Enhancements warranted new naming structure
The Samsung Galaxy Book is a new, much improved version of the Galaxy Tab Pro S, with enough enhancements to warrant a new naming structure. The 12.0-inch, 2,160 x 1,440, AMOLED screen is familiar but this models now features 8 GB of RAM, double that of the Tab Pro S, and a redesigned, backlit keyboard, with a larger mousepad and more space to rest one’s palms when typing.
The keyboard connection has been revamped, making it easier to shift from slate to connected and back again. With longer battery life (reportedly 10 hours) and expandable storage, the unit ships with keyboard and S-Pen in the box, as part of the standard package. For users wanting cellular connectivity, a single click on Samsung Flow enables hot spot capability for those with a Samsung phone.
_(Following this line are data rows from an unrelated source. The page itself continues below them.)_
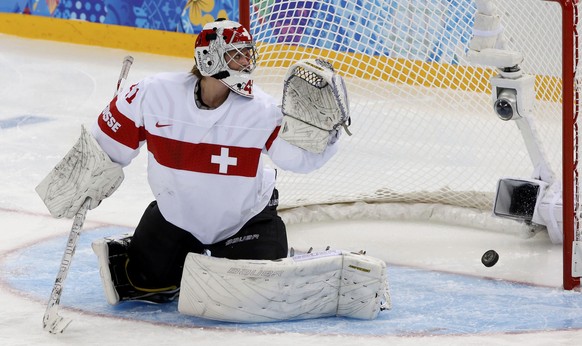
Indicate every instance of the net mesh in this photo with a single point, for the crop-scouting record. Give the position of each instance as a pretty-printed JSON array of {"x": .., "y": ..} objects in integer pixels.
[{"x": 423, "y": 125}]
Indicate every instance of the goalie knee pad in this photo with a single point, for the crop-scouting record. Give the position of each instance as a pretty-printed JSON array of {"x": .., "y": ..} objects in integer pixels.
[{"x": 319, "y": 284}]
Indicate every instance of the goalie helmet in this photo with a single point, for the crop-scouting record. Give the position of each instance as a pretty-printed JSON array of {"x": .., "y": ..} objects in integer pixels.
[{"x": 213, "y": 43}]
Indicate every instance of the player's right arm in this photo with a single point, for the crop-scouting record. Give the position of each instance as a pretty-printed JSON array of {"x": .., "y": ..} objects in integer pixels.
[{"x": 119, "y": 129}]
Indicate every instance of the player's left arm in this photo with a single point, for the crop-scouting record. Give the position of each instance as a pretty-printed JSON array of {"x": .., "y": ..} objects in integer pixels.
[{"x": 292, "y": 158}]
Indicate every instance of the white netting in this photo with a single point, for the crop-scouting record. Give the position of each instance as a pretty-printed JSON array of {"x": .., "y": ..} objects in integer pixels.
[{"x": 424, "y": 129}]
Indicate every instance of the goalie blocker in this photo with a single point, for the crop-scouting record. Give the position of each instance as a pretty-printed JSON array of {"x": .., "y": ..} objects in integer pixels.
[{"x": 319, "y": 284}]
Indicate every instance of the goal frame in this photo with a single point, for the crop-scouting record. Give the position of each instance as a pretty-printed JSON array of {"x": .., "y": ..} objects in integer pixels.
[{"x": 570, "y": 108}]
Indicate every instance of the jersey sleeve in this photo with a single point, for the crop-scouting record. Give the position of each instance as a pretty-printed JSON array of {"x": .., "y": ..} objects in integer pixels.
[{"x": 119, "y": 129}]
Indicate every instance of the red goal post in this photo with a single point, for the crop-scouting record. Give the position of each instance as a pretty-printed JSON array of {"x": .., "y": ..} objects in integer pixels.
[{"x": 404, "y": 60}]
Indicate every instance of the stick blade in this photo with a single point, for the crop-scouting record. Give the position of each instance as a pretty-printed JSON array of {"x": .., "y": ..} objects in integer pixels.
[{"x": 53, "y": 323}]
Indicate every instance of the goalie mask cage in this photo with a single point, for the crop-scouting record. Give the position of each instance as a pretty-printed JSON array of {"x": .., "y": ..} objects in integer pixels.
[{"x": 426, "y": 142}]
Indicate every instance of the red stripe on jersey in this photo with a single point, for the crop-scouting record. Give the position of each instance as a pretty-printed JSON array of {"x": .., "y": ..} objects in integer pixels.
[
  {"x": 119, "y": 127},
  {"x": 204, "y": 157},
  {"x": 272, "y": 137}
]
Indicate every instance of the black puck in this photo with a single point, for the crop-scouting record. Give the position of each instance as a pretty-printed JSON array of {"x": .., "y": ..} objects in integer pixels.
[{"x": 490, "y": 258}]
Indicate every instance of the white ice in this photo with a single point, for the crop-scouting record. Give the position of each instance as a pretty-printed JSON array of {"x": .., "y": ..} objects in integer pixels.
[{"x": 70, "y": 84}]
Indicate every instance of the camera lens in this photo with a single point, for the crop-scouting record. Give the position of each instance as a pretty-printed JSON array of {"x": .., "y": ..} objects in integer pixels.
[
  {"x": 506, "y": 104},
  {"x": 503, "y": 109}
]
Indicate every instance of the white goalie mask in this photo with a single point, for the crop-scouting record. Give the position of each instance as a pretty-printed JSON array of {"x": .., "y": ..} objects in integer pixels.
[{"x": 222, "y": 42}]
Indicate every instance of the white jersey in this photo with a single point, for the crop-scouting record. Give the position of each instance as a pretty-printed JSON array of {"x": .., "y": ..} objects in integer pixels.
[{"x": 205, "y": 167}]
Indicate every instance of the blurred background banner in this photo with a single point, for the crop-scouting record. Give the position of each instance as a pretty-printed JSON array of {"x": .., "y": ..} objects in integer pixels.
[{"x": 188, "y": 16}]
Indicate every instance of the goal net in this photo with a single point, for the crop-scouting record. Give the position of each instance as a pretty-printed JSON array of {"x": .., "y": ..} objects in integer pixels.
[{"x": 426, "y": 142}]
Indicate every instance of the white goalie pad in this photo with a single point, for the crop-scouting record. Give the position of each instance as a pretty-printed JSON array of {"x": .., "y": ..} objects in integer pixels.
[
  {"x": 85, "y": 172},
  {"x": 319, "y": 284},
  {"x": 315, "y": 105}
]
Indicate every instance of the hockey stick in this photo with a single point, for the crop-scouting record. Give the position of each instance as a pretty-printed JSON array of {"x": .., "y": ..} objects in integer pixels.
[{"x": 52, "y": 321}]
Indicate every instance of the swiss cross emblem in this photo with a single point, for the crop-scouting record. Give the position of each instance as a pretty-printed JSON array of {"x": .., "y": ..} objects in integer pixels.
[{"x": 223, "y": 160}]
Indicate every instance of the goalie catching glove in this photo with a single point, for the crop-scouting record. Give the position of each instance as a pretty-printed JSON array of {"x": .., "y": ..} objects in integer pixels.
[
  {"x": 315, "y": 105},
  {"x": 85, "y": 172}
]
Samsung’s unit shipments dropped 17.1% – refocus on higher performance units
Like most of its competitors, Samsung has seen its tablet sales erode in recent years, as larger smartphones have pushed into tablet territory. Samsung’s unit shipments dropped 17.1% YoY in 2016, following a similar drop in 2015.
With its AMOLED displays, Samsung is well positioned to produce highly differentiated products. The additional attention that Samsung has given here to audio, industrial design, and overall performance couple that display advantage with an understanding that premium products require similar attention to every detail.